What Is TDS (Tax Deducted at Source)?
TDS, or Tax Deducted at Source, is the tax deducted by the payer at the time of making certain payments and deposited with the government on behalf of the recipient. In payroll, this usually means the employer deducts income tax from the employee’s salary before releasing the final payment. The Income Tax Department describes TDS as tax deducted from the amount paid or payable at the time of making specified payments.
This matters because income tax is not always paid only at the end of the year.
In salary cases, tax is collected gradually during the year through payroll. That is why TDS becomes part of monthly salary processing instead of a separate step later. For salaried employees, the employer usually works out the expected annual taxable income and then deducts tax during the year.
How TDS on Salary Usually Works
For salary, TDS is generally deducted under Section 192.
The employer first estimates the employee’s taxable salary for the financial year. Then the employer calculates the likely tax liability and spreads that tax deduction across the remaining payroll months. Under Section 192, salary TDS is deducted at the average rate of income tax for the year, not through one flat rate applied to every employee.
A simple view looks like this:
| Step | What usually happens |
| 1 | Employer estimates annual taxable salary |
| 2 | Income tax is calculated using the applicable regime and slabs |
| 3 | Average tax rate is worked out |
| 4 | Monthly TDS is deducted through payroll |
| 5 | Tax is deposited with the government |
TDS Formula for Salary
A simple salary-TDS view can be written like this:
Average Tax Rate = Estimated Annual Tax Liability ÷ Estimated Annual Taxable Income
Monthly TDS = Total Annual Tax Liability ÷ Remaining Payroll Months
The Income Tax Department’s guidance on Section 192 reflects this same average-rate principle for salary TDS deduction. The Income Tax Department also provides a TDS calculator for current financial years, which reflects this annual-estimation approach.
A Simple Example
Suppose an employee has an estimated annual taxable income of ₹9,00,000.
Assume the estimated tax liability for the year comes to ₹45,000.
Now calculate the average tax rate:
Average Tax Rate = 45,000 ÷ 9,00,000
Average Tax Rate = 5%
If the employer spreads this across 12 months, the monthly TDS can be viewed as:
Monthly TDS = 45,000 ÷ 12 = ₹3,750
| Item | Amount |
| Estimated annual taxable income | ₹9,00,000 |
| Estimated annual tax liability | ₹45,000 |
| Average tax rate | 5% |
| Monthly TDS | ₹3,750 |
The actual deduction can change later if salary, declarations, exemptions, or tax regime details change during the year. That is why salary TDS is often revised during payroll processing.
Why TDS Matters in Payroll
TDS matters because payroll is not only about paying salary. It is also about handling tax correctly.

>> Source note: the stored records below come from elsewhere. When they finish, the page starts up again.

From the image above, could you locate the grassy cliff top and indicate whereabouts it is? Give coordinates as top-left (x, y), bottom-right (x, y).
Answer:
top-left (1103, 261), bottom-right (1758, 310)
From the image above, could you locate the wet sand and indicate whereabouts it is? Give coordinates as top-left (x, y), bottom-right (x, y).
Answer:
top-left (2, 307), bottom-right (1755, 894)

If TDS is not deducted properly, the employee may face tax shortfall issues later, and the employer may face payroll and compliance problems. The Income Tax Department’s TDS guidance makes it clear that the deductor must deduct and remit the tax to the Central Government.
For payroll teams, TDS usually affects:
- monthly salary deductions
- tax declarations and proof review
- annual tax estimation
- Form 16 generation
- year-end payroll correction
TDS Certificate and Tax Credit
Once TDS is deducted and deposited, the employee is entitled to tax credit for that amount.

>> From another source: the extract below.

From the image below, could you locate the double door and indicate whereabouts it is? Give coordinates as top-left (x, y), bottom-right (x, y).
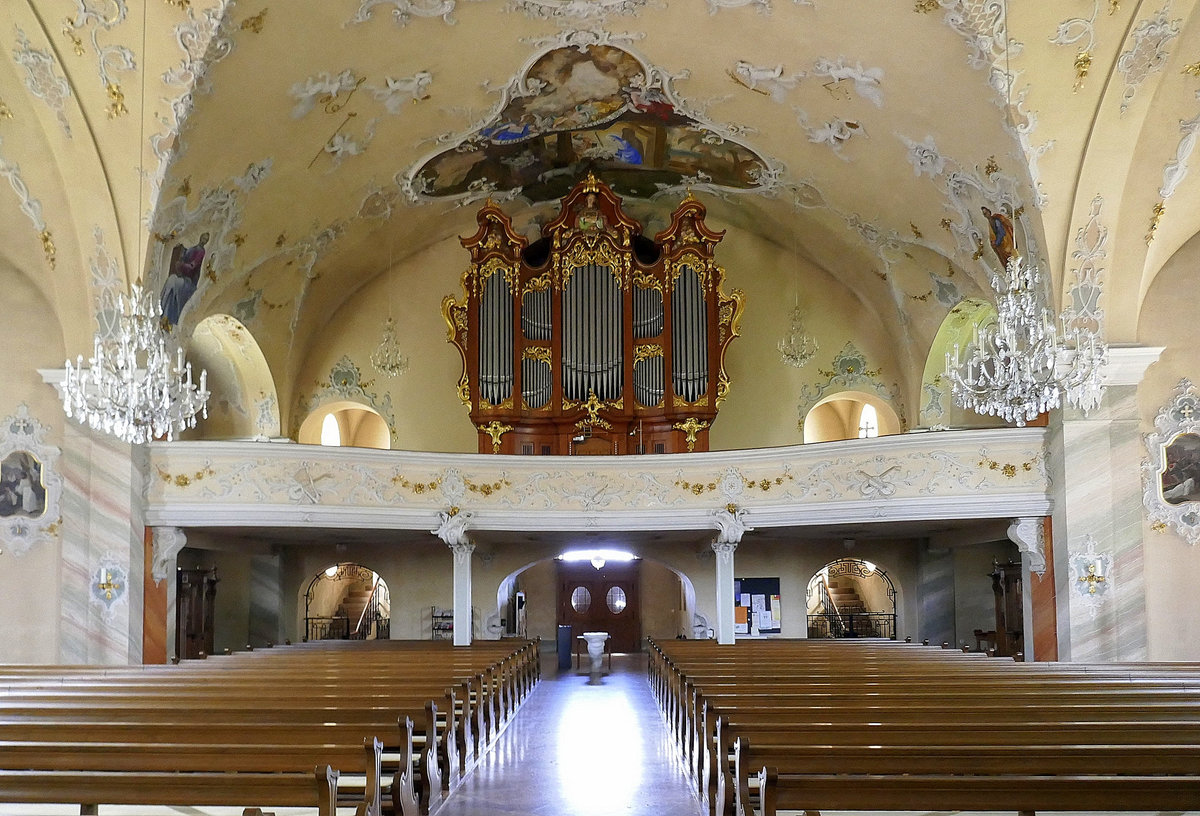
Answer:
top-left (557, 560), bottom-right (640, 653)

For salary, this is commonly reflected through Form 16, while the deducted tax can also be seen in tax-credit records such as Form 26AS. The Income Tax Department states that the deductee can claim credit on the basis of Form 26AS or the TDS certificate issued by the deductor. The income-tax portal also notes that Form 16 is issued by the employer to the employee for TDS on salary.
TDS and Payroll Systems
This is where payroll software becomes useful.

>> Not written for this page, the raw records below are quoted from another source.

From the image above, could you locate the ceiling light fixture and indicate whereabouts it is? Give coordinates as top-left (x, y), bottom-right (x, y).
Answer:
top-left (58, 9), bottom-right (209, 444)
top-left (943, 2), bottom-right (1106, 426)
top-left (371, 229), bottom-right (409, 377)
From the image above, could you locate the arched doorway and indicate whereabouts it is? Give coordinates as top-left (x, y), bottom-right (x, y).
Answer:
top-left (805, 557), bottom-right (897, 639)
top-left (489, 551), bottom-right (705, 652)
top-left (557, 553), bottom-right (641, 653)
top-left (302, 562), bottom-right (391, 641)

A payroll team can calculate TDS manually for one employee, but once the employee count grows, the process becomes harder. Changes in salary, tax regime, declarations, and deductions can affect the TDS amount during the year. That is why payroll systems often include tax calculation, deduction tracking, and Form 16-related support. The Income Tax Department also maintains a TDS calculator for current financial years, which shows how calculation support tools are part of the process.
Key Takeaways
TDS means tax deducted at source, and in payroll it usually refers to the income tax deducted by the employer from salary before payment is made. For salary, the deduction is generally made under Section 192 using the employee’s estimated annual taxable income and the average applicable tax rate.
The practical point is simple: TDS helps collect tax during the year instead of leaving the whole payment to the end. That is why it becomes a regular part of payroll processing, salary slips, and annual tax documents such as Form 16.